Description of problem: Compute nodes have been deleted from overcloud stack at undercloud level when commenting out a yaml file in the middle of the deploy script [1]. While doing some troubleshooting I wanted to skip one of the config files to discard it as a potential root cause leading to skip not only that config but also roles data file. According to undercloud the servers/instances related to compute nodes are gone when issuing openstack server list, also there is no instances are shown when running openstack baremetal node list. The compute nodes were shutdown but powering them up confirmed the OS and data (instances included) were not purged and everything seems to be ok at the overcloud level (all nodes reported in nova and neutron), existing instances can be started and new ones can be spawned. The deploy got to UPDATE_FAILED status, not sure if that might have helped us to avoid an actual purge on the compute nodes. I think it would be needed to restore the undercloud database to a point where the mapping between nodes and instances is fixed by means of SQL or openstackclient / CLI. [1] http://pastebin.test.redhat.com/578960 Version-Release number of selected component (if applicable): ROD Ocata How reproducible: Not tested Steps to Reproduce: 1. Deploy openstack using a deploy script similar to [1] without commenting out any config file. 2. Re-run deploy commenting out a config file in the middle section. 3. Actual results: Overcloud compute nodes deleted from the overcloud stack. Expected results: Potentially some check for roles data file and if not found some alert but it is not the purpose for this BZ Additional info:
We do have an undercloud snapshot taken before the last minor update (3 weeks ago). I think that would be the safest recovery path and then go for a minor update.

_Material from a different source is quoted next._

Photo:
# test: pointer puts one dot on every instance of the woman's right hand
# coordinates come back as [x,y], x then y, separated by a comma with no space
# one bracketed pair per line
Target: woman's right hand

We have replicated the issue on staging and reverting the snapshot seems to do the trick. We might do it on production environment too.
After restoring from the snapshot everything seems to be ok (openstack baremetal node list & openstack server list). As long as the restore was taken right before the last minor update, we have successfully run a minor update on the undercloud. We want to run a deploy to confirm everything is ok before moving on but we have had the following issues: overcloud.Controller.1.UpdateDeployment: resource_type: OS::Heat::SoftwareDeployment physical_resource_id: 4873582f-4633-42fa-bac5-d3cb6b3bb65d status: UPDATE_FAILED status_reason: | UPDATE aborted deploy_stdout: | Started yum_update.sh on server 7de8d1ee-7cc9-4811-a3a1-5f878469feb4 at Thu Jan 25 10:05:03 UTC 2018 Not running due to unset update_identifier deploy_stderr: | overcloud.Controller.0.UpdateDeployment: resource_type: OS::Heat::SoftwareDeployment physical_resource_id: 2bdfe429-726b-49af-a303-3870ad2c2848 status: UPDATE_FAILED status_reason: | UPDATE aborted deploy_stdout: | Started yum_update.sh on server 60e7413f-4ff9-45ff-a50c-645be4610d7f at Thu Jan 25 10:05:59 UTC 2018 Not running due to unset update_identifier deploy_stderr: | So just wondering: * Should a deploy be expected to succeed in this situation? * Should we go for an overcloud minor update? * should we go for openstack overcloud deploy --update-plan-only and then the deploy?